## GPU Programming: Perform vector and matrix operations in CUDA

### Environment Setup

You can run this notebook on either Colab or clone the github repo to your virtual machine with GPU.

In [None]:
### This script is used to clone the repository to the google drive and setup the directory
from google.colab import drive
import os

drive_path = '/content/drive' 
drive.mount(drive_path)
workspace_path = os.path.join(drive_path, "MyDrive/workspace/11868hw")
!mkdir -p {workspace_path}
%cd {workspace_path}
git_repo_name = "llmsys_code_examples"
repo_path = os.path.join(workspace_path, git_repo_name)
if os.path.isdir(os.path.join(repo_path, ".git")):
  %cd {git_repo_name}
  !git pull
else: 
  !git clone https://github.com/llmsystem/llmsys_code_examples.git
%cd {repo_path}/cuda_acceleration_demo

### Compile and Run CUDA Code

We will implment a program for tiled matrix multiplication in CUDA. 
The following code snippt is from `matmul_tile.cu`. Please fill in the blanks. 

![image.png](attachment:image.png)

```cpp

__global__ void MatMulTiledKernel(float* d_A, float* d_B, float* d_C, int N) {
    // define two matrices in share memory


    // define the row and column in the result matrix of current thread


    // iterate over tiles along row and column in d_A and d_B



    // store result

    
}

```

Run the following command (you may use the commented command to run your own version)

In [None]:
# Compile the codes for matrix addition
# uncomment the following line to compile your implemented version 
# %nvcc -o matmul_tile matmul_tile.cu -O3

!nvcc -o matmul_bench matmul_tile_full.cu -O3

zsh:1: command not found: nvcc


Run the following command to check the result: 

In [None]:
# Py packages for visualization
import pandas as pd
import matplotlib.pyplot as plt
import io

# data
output = !./matmul_bench
data = "\n".join([line for line in output if line.count(",") == 2])
print(data)
df = pd.read_csv(io.StringIO(data), names=['Size', 'Naive_ms', 'Tiled_ms'], header=None)


# plot
plt.figure(figsize=(12, 7))
plt.plot(df['Size'], df['Naive_ms'], marker='o', label='Naive Kernel')
plt.plot(df['Size'], df['Tiled_ms'], marker='s', label='Tiled Kernel (32x32)')

plt.title('Naive vs.
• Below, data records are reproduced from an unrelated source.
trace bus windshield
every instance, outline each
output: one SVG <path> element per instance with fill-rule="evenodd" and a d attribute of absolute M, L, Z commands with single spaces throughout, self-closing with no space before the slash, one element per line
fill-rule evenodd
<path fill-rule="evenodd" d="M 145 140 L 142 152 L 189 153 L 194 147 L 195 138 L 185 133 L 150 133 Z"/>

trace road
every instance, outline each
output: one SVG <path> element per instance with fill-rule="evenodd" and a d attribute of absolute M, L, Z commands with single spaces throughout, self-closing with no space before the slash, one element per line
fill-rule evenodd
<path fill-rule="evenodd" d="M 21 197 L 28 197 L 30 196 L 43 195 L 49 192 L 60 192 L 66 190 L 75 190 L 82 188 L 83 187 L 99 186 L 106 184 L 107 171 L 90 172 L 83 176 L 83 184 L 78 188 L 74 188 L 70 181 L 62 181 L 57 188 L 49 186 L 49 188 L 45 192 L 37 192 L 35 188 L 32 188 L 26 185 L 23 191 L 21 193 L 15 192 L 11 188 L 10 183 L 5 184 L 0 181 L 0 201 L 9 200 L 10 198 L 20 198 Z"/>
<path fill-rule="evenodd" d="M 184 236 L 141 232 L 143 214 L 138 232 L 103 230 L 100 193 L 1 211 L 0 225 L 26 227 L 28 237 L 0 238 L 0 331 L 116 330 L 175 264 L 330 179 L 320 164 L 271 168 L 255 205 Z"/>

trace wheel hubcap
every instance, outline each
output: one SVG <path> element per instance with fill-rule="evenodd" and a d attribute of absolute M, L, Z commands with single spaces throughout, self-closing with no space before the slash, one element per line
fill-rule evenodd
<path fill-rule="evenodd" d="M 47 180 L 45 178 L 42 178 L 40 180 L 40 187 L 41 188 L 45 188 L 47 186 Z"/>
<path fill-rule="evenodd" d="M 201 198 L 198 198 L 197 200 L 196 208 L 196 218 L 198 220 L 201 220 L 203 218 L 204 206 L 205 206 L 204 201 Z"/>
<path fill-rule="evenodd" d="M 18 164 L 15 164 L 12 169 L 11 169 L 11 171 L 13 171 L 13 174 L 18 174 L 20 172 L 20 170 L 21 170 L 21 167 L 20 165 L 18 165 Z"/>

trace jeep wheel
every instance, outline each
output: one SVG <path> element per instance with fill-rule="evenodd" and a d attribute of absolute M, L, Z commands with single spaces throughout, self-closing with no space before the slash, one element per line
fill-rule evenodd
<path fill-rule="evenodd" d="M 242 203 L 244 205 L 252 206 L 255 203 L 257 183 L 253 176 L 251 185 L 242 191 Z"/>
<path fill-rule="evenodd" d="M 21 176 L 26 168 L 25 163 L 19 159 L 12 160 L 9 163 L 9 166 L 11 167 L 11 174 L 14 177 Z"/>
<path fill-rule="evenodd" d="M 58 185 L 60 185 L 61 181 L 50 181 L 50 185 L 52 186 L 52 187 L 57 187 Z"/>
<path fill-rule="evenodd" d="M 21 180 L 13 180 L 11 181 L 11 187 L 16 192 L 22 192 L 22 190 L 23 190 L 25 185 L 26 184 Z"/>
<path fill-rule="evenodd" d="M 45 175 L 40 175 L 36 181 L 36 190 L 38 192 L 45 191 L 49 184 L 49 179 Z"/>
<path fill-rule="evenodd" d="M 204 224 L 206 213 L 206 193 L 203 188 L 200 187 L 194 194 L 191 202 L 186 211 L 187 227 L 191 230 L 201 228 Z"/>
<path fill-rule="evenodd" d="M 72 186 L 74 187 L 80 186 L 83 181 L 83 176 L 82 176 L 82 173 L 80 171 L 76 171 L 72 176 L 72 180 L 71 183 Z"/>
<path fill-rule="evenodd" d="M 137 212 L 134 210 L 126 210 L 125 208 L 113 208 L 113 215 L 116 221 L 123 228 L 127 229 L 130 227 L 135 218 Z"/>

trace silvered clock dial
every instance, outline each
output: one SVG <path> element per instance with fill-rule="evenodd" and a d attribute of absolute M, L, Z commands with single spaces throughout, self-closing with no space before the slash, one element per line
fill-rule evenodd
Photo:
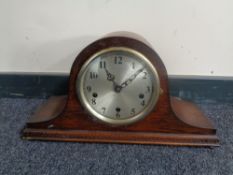
<path fill-rule="evenodd" d="M 160 90 L 151 62 L 136 50 L 111 47 L 91 56 L 76 81 L 82 106 L 94 118 L 127 125 L 155 107 Z"/>

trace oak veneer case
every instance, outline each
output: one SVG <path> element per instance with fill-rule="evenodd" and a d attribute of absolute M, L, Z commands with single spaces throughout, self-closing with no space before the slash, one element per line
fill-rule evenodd
<path fill-rule="evenodd" d="M 110 126 L 90 117 L 76 94 L 82 65 L 109 47 L 142 53 L 157 70 L 160 81 L 161 92 L 153 110 L 142 120 L 125 126 Z M 170 97 L 162 60 L 145 40 L 131 34 L 107 36 L 82 50 L 71 68 L 67 96 L 51 97 L 40 106 L 26 123 L 22 136 L 28 140 L 219 146 L 211 121 L 193 103 Z"/>

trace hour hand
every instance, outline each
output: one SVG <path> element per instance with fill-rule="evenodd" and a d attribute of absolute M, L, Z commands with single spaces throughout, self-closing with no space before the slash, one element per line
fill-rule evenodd
<path fill-rule="evenodd" d="M 105 69 L 105 72 L 106 72 L 106 74 L 107 74 L 107 80 L 108 80 L 108 81 L 114 82 L 115 76 L 114 76 L 113 74 L 111 74 L 111 73 L 107 70 L 107 68 L 104 68 L 104 69 Z"/>
<path fill-rule="evenodd" d="M 121 88 L 128 86 L 138 76 L 138 74 L 140 74 L 143 71 L 143 69 L 144 69 L 144 67 L 139 69 L 137 72 L 135 72 L 133 75 L 131 75 L 126 81 L 121 83 L 121 85 L 120 85 Z"/>

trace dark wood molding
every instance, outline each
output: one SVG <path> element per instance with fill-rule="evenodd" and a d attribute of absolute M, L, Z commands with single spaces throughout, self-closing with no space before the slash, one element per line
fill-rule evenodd
<path fill-rule="evenodd" d="M 76 79 L 82 65 L 94 53 L 109 47 L 127 47 L 142 53 L 157 70 L 162 93 L 150 114 L 126 126 L 113 127 L 90 117 L 76 94 Z M 110 143 L 218 146 L 211 121 L 190 102 L 169 94 L 166 68 L 145 43 L 127 37 L 106 37 L 87 46 L 76 57 L 69 76 L 68 94 L 51 98 L 29 120 L 23 138 Z"/>

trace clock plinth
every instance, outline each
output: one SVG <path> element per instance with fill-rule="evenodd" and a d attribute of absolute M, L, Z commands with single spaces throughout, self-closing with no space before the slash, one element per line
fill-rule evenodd
<path fill-rule="evenodd" d="M 159 95 L 154 94 L 156 105 L 144 118 L 120 126 L 91 116 L 77 95 L 82 66 L 94 54 L 112 47 L 133 49 L 144 55 L 158 74 L 160 89 Z M 86 47 L 73 63 L 68 95 L 50 98 L 27 122 L 22 135 L 28 140 L 219 146 L 216 129 L 200 109 L 169 96 L 167 72 L 155 51 L 144 42 L 125 36 L 106 37 Z"/>
<path fill-rule="evenodd" d="M 79 120 L 79 116 L 85 116 L 82 110 L 75 112 L 76 115 L 69 118 L 66 115 L 69 116 L 72 111 L 61 112 L 66 100 L 66 96 L 52 97 L 42 105 L 27 123 L 23 130 L 23 138 L 69 142 L 219 146 L 219 140 L 215 135 L 216 130 L 208 118 L 194 104 L 174 97 L 171 98 L 172 108 L 175 112 L 173 117 L 183 126 L 177 125 L 175 121 L 170 123 L 173 126 L 163 122 L 159 125 L 154 123 L 153 126 L 152 121 L 147 121 L 153 127 L 149 131 L 139 129 L 138 126 L 135 128 L 133 126 L 122 127 L 121 129 L 101 127 L 101 124 L 92 128 L 85 126 L 86 123 L 81 117 Z M 151 115 L 157 116 L 158 114 L 155 112 Z M 61 120 L 58 120 L 59 118 Z M 90 120 L 86 122 L 92 125 L 93 121 L 89 118 L 87 120 Z M 172 130 L 169 131 L 169 128 Z"/>

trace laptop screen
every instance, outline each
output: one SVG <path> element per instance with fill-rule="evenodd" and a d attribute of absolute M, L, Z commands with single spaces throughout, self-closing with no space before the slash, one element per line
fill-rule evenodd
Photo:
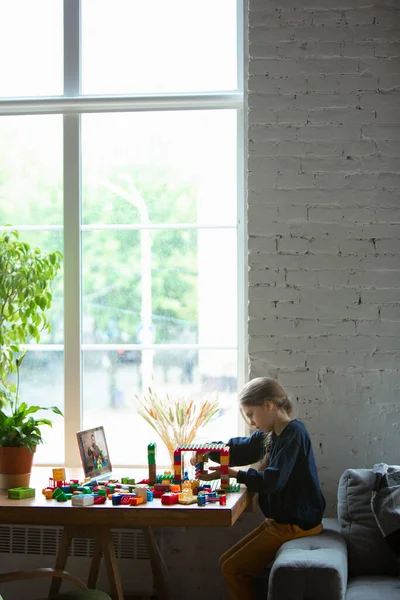
<path fill-rule="evenodd" d="M 111 474 L 112 467 L 104 428 L 94 427 L 78 431 L 76 437 L 85 478 L 98 479 Z"/>

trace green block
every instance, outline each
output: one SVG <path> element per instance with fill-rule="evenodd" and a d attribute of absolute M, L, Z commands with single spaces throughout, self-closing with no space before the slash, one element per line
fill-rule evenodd
<path fill-rule="evenodd" d="M 8 490 L 8 497 L 14 500 L 22 500 L 23 498 L 34 498 L 35 490 L 33 488 L 21 487 Z"/>

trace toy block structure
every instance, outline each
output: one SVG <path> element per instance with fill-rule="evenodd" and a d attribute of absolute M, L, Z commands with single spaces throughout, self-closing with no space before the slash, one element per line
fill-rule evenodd
<path fill-rule="evenodd" d="M 209 452 L 219 452 L 221 465 L 221 488 L 229 489 L 229 446 L 225 444 L 184 444 L 174 451 L 174 483 L 182 483 L 182 452 L 196 452 L 196 479 L 207 473 L 205 463 Z"/>
<path fill-rule="evenodd" d="M 153 442 L 147 446 L 147 462 L 149 465 L 149 485 L 154 485 L 156 474 L 156 444 Z"/>
<path fill-rule="evenodd" d="M 34 498 L 35 490 L 34 488 L 28 487 L 20 487 L 20 488 L 11 488 L 8 490 L 8 497 L 13 500 L 23 500 L 24 498 Z"/>

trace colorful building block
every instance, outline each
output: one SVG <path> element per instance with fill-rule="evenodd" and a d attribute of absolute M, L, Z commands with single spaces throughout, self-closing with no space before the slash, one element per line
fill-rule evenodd
<path fill-rule="evenodd" d="M 182 483 L 182 452 L 196 452 L 196 479 L 207 472 L 205 465 L 209 452 L 219 452 L 221 461 L 221 488 L 229 488 L 229 446 L 225 444 L 184 444 L 174 451 L 174 483 Z"/>
<path fill-rule="evenodd" d="M 92 494 L 77 494 L 71 498 L 71 506 L 92 506 L 94 496 Z"/>
<path fill-rule="evenodd" d="M 176 494 L 175 492 L 166 492 L 161 496 L 161 504 L 164 505 L 178 504 L 178 501 L 179 494 Z"/>
<path fill-rule="evenodd" d="M 34 498 L 35 490 L 28 487 L 11 488 L 8 490 L 8 497 L 13 500 L 22 500 L 23 498 Z"/>

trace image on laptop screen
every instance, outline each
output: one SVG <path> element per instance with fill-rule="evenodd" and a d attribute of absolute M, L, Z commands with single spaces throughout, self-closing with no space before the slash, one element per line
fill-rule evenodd
<path fill-rule="evenodd" d="M 85 478 L 103 479 L 106 474 L 111 474 L 112 468 L 104 428 L 94 427 L 78 431 L 76 437 Z"/>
Tiled Performance', fontsize=14)
plt.xlabel('Matrix Dimension (N)', fontsize=12)
plt.ylabel('Exec Time (ms)', fontsize=12)
plt.legend()
plt.grid(True)
plt.show()

## Further Questions and Explanations


---


### Why does the speedup increase as N increases?
As N increases, the number of data grows by a factor of N^2, hence, requiring exponentially more global memory reads.

Furthemore, depending on the GPU architecture, there is a L2 cache.

In our case, T4 GPU has a 6 MB L2 cache.

We can solve for the maximal N that can fit in the L2 cache (assuming 4 byte floating point numbers), via: 6 MB = N x N x 4 Bytes, or N ~= 1224. Since memory bandwidth from L2 to registers is much faster than main memory to registers, Naive performs well comparatively to the Optimized.

---

### How would we get better speedup?

Similar to tiling, there is something called `register tiling`. This is, essentially, another level of tiling where we place our data at the register level instead of just using shared memory. It's like a `cache for the cache`.

Other techinques include double (or even triple) buffering in libraies such as `cuBLAS`. These are much more advanced and aren't necessary for your homework assignments (but you are free to do your own research and try to implement them).